There is a reason why programs such as Shark Tank are amazingly popular in developed countries. Be it Britain, Australia or the United States of America, there are something strikingly common among these countries and these factors make such a program, a success in terms of actually helping nascent businesses and not just another reality television show.
The following summarizes why India cannot sustain such a program.
1) Tangible Innovations - Best pitches in Shark Tank has been about an innovative product which either ramifies existing products or solve a new problem altogether. About 80% of the pitches include products and not services. Products which can be demonstrated on QVC, sold online, licensed or created as a brand on its own, rules the roost. Indian startups are devoid of the aspect. Most of these startup businesses are service orientated and hence require a greater understanding by any investor in comparison to any tangible product. Investing in such startups requires an in-dept understanding of the financials and valuations, which may dampen the ‘snappy and swiftness of decision’ concept of Shark Tank.
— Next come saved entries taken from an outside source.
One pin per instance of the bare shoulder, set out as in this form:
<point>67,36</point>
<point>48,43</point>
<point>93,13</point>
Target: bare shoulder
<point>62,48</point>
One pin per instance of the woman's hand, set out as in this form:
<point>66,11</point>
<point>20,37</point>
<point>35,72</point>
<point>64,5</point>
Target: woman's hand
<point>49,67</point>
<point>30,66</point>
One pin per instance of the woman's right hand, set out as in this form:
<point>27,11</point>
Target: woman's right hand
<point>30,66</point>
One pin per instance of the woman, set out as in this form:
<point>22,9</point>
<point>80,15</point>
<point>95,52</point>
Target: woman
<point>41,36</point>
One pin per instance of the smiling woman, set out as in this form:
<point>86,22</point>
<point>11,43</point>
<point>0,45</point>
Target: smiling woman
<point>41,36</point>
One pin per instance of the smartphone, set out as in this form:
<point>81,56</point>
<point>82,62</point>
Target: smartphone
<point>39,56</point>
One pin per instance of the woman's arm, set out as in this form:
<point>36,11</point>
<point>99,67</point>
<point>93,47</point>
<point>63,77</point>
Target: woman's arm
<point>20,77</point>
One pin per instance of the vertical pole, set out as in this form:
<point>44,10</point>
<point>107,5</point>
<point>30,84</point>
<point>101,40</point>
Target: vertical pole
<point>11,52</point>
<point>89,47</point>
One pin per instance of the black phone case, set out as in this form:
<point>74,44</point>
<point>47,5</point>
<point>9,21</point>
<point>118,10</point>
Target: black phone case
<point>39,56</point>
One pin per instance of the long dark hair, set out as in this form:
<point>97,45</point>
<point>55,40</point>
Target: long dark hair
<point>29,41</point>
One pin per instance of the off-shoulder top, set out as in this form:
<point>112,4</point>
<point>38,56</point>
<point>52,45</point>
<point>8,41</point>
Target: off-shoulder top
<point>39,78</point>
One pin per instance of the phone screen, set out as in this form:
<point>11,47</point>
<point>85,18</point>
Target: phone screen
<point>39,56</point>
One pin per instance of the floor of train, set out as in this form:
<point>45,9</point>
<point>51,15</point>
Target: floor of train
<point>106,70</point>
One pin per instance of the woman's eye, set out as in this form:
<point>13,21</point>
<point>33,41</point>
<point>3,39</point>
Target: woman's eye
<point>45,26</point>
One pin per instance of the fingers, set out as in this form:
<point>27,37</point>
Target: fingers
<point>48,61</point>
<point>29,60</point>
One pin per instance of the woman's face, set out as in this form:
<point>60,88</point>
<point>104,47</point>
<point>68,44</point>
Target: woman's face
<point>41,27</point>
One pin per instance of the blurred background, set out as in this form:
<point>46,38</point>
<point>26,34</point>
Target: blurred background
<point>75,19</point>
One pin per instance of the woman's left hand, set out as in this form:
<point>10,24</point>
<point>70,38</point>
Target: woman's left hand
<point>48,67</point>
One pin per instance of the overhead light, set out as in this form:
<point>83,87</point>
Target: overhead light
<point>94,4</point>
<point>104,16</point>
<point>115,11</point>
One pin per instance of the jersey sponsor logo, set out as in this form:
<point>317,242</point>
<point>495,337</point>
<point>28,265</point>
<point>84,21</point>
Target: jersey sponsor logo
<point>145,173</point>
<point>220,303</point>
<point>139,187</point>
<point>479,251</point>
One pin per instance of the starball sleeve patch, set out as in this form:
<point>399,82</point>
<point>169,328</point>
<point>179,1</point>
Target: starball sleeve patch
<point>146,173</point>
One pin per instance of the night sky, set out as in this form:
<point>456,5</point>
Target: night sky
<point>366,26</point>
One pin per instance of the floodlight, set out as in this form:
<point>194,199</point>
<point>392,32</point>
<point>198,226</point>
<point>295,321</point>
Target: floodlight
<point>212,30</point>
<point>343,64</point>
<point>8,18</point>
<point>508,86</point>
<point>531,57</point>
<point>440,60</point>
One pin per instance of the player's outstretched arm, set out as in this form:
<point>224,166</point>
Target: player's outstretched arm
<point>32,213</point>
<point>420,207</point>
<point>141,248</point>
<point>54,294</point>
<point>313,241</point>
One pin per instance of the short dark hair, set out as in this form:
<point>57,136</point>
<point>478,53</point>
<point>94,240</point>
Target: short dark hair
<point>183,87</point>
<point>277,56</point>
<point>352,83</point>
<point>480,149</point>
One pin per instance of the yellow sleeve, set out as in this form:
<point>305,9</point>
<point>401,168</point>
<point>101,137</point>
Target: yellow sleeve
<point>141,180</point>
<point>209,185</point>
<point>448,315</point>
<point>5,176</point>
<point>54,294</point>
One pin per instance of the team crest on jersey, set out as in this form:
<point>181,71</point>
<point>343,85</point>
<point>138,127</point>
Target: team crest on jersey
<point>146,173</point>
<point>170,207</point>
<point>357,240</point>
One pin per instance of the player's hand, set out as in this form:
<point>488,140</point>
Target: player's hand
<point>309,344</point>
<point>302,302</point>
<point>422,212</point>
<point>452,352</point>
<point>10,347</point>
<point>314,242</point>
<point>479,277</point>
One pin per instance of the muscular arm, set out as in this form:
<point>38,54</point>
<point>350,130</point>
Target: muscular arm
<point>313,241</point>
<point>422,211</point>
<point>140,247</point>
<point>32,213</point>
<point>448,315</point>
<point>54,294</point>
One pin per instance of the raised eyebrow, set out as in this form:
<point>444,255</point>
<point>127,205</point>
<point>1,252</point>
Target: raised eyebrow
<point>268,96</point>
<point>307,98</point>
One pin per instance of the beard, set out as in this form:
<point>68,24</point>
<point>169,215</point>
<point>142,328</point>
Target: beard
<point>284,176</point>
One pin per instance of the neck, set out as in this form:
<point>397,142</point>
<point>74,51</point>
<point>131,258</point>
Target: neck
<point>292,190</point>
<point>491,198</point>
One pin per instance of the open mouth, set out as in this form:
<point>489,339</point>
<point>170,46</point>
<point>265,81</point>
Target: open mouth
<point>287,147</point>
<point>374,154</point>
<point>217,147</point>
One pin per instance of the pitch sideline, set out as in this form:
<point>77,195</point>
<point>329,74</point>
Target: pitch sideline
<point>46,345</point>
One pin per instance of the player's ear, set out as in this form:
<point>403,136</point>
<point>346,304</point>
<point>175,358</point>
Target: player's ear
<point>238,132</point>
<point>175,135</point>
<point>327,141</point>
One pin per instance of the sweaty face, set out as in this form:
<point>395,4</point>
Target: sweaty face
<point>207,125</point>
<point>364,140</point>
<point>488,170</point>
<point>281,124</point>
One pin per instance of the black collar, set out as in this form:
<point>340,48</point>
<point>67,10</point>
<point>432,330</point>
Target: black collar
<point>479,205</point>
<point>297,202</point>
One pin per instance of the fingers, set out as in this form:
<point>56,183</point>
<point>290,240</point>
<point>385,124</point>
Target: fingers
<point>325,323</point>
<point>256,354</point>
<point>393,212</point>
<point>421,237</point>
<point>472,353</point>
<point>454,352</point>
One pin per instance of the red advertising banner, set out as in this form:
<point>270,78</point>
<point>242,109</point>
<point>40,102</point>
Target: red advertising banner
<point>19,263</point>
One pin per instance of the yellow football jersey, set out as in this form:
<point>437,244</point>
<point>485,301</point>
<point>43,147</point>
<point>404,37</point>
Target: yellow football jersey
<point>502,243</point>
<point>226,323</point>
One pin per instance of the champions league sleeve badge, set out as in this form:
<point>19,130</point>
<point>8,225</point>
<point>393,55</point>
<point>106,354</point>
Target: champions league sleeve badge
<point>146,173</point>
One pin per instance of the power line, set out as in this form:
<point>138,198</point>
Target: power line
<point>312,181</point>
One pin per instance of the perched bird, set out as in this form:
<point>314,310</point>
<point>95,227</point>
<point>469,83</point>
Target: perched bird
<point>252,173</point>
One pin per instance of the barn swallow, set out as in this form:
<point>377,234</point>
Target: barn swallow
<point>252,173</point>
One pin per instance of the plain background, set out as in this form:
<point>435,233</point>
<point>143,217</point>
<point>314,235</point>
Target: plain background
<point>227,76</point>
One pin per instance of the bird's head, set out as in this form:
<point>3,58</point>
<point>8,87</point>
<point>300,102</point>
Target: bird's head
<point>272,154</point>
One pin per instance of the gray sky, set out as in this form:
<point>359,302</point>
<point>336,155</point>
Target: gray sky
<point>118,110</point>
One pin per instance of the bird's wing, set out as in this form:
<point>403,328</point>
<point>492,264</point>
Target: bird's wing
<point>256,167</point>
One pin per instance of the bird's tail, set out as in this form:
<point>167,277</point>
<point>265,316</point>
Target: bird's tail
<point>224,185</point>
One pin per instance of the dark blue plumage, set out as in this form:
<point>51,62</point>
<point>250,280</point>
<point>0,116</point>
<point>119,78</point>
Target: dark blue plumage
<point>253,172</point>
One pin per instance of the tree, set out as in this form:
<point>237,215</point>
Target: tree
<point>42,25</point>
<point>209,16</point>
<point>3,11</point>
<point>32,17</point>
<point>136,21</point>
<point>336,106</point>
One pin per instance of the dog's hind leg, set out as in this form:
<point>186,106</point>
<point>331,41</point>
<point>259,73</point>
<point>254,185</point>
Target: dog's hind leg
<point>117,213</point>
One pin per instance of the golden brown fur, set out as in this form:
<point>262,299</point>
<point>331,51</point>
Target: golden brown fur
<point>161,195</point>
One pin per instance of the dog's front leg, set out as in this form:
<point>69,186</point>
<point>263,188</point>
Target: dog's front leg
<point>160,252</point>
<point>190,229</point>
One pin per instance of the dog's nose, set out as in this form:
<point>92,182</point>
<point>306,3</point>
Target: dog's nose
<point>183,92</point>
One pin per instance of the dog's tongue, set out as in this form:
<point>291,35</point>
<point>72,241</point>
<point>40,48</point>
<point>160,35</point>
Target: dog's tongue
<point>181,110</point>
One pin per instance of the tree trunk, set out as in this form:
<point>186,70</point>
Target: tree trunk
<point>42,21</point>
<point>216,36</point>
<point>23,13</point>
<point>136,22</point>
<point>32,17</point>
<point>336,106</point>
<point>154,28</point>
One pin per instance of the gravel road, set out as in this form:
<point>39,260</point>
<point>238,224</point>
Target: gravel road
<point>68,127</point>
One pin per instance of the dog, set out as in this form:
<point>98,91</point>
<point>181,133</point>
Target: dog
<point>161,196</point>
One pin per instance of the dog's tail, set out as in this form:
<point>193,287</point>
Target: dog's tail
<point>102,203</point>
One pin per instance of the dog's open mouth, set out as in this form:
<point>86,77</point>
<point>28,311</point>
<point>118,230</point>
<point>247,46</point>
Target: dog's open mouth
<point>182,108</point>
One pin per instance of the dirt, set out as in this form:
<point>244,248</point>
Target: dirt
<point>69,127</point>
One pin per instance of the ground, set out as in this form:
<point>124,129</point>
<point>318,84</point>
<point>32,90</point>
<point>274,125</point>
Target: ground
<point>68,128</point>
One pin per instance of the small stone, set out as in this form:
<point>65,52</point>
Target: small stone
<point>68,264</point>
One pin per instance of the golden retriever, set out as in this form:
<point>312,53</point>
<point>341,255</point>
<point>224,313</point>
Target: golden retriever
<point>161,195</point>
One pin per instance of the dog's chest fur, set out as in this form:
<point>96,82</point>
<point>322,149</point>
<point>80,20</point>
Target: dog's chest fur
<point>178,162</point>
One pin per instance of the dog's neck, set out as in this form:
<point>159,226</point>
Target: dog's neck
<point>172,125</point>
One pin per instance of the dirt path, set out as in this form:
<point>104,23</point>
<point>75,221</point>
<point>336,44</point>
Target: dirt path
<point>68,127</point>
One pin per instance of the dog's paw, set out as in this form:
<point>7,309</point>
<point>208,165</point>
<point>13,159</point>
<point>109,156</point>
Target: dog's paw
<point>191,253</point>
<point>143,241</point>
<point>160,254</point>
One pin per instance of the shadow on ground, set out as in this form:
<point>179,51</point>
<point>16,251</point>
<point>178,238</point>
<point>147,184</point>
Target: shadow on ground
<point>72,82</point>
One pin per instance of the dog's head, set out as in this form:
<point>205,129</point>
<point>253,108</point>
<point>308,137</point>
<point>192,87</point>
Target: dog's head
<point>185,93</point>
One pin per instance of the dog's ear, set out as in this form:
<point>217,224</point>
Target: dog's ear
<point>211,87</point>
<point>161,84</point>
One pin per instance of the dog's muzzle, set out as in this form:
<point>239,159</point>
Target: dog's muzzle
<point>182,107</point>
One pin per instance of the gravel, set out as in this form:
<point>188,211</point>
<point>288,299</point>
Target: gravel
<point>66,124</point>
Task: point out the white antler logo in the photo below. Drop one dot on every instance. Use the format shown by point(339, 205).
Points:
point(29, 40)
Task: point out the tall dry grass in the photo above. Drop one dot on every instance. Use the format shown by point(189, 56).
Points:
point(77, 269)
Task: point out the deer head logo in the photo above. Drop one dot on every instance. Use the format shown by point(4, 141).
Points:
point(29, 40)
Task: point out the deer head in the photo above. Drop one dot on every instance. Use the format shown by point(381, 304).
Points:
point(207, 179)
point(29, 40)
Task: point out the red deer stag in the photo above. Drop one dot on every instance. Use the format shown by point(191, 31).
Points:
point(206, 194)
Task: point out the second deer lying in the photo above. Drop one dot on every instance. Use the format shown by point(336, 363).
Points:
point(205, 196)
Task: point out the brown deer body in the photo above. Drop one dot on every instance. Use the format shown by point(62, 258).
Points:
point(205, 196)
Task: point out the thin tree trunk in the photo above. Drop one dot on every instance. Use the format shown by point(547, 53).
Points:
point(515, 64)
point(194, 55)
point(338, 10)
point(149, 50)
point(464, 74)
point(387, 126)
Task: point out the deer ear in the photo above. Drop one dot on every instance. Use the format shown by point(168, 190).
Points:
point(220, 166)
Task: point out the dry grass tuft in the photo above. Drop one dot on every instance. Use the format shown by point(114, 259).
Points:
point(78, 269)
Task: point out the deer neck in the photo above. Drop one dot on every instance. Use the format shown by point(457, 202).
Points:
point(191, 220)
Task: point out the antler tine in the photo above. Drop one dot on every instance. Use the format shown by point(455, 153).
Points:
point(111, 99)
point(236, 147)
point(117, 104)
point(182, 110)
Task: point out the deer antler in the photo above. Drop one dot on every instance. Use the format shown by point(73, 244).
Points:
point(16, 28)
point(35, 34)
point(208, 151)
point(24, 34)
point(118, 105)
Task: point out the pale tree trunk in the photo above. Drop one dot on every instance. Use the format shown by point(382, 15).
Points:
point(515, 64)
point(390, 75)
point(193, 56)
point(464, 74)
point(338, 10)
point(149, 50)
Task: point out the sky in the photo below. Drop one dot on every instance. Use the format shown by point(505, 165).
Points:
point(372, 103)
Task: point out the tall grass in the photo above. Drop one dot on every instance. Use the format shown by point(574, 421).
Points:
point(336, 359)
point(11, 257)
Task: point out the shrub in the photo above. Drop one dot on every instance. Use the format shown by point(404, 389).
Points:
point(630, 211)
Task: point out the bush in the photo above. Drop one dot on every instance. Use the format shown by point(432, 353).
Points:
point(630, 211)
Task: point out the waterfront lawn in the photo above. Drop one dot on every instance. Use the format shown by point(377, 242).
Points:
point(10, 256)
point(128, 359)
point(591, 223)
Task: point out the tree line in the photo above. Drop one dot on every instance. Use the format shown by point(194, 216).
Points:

2) The imperative proprietary Laws - Investors in Shark Tank seek patents (utility and concept), copyrights and trademarks on products, productions, and brands respectively. This is because, proprietary laws actually provide protections to such innovators, and the entire Judicial structure is very serious about intellectual properties rights of citizens. Unlike their laws, the loopholes in Indian laws and the complex and slow judicial decisions gives no safeguards to innovators. Local and regional unaccounted counterfeiting by small businesses dissolves the purpose of having anything proprietary.
3) Economics of profit generation - Time and again, we have studied that the sole motive of any business is to gain a minimum profit for the continuous survival of the organization. Startups in India seem have forgotten this Rule 101 of any business and have diverged into an interpolation of the business model. Startups stress less on unit economics and more of trial and error methods, burning millions of dollars in customer acquisition. They rely on the basic principle of making a user addicted to the services provided by the startup in the short-run, becoming nonchalant to the future outcome. On the contrary, investors in Shark Tank delve deep into the per unit profit of the product and then extrapolate the expansion capacity of the startup.
4) Shrewd Investor Outlook - Investors in India have switched to a myopic view of an investment in a Startup Business. Investors have lost the sole purpose a “venture capital investment”, which was to mentor, incubate and run the race along with the founders of the business. It has become more of a portfolio game, where every investor with money wants a different kind of Business models in their portfolio of investments so that they may not miss out of anything big or as Mark Cuban says, "Fear of Missing Out (FOMO)". Experience, connections, and incubation, which is why people seek Shark Tank, are losing importance in India. Investors bet more on the idea than the business model.
A television show like Shark Tank, will merely resemble any other reality show in India with a little significance of actually helping young and new businesses.